The Debt Ceiling And Government Shutdown – Coursework Example
The Debt Ceiling and Government Shutdown The debt ceiling controls the amount of money the US government can borrow to meet its existing legal obligations, including Social Security and Medicare benefits, military salaries, interest on the national debt, tax refunds and other payments. The debt limit does not authorise new spending commitments. It is usually set by the Congress. Thus the US government has to borrow; however, being at the debt ceiling it can’t borrow. The current US national debt as of 2/3/2014 at 2:56:10 pm GMT is $ 17,434,039,917,453.87
Thus with the debt ceiling, government spending would be cut to the point of spending equals tax revenue. Such a big decline in government spending could mean recession and would have catastrophic economic consequences. It would cause the government to default on its legal obligations, which would precipitate another financial crisis and threaten the jobs and savings of everyday Americans. Thus the most secure debt on the world would be seen as risky, causing an increase in interest rates for US government borrowing.

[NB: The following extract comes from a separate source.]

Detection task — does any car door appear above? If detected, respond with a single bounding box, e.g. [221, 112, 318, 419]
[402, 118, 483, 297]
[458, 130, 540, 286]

My biggest surprise was the fact that all government obligations could come to a halt if the Congress failed to increase the government’s borrowing limit. It really caused a lot of anxiety and almost put the US right back in a deep economic hole, just as the country was recovering from the recent recession.
Thus increased government borrowing means more spending which translates to more jobs, expanded economy, lower interest rates and thus a better GDP for US.As on December 12th 2013, debt held by the public was approximately $12.312 trillion or about 73% of Q3 2013 GDP.Intragovernmental holdings stood at $4.9 trillion (29%), giving a combined total public debt of $17.226 trillion or over 100%GDP.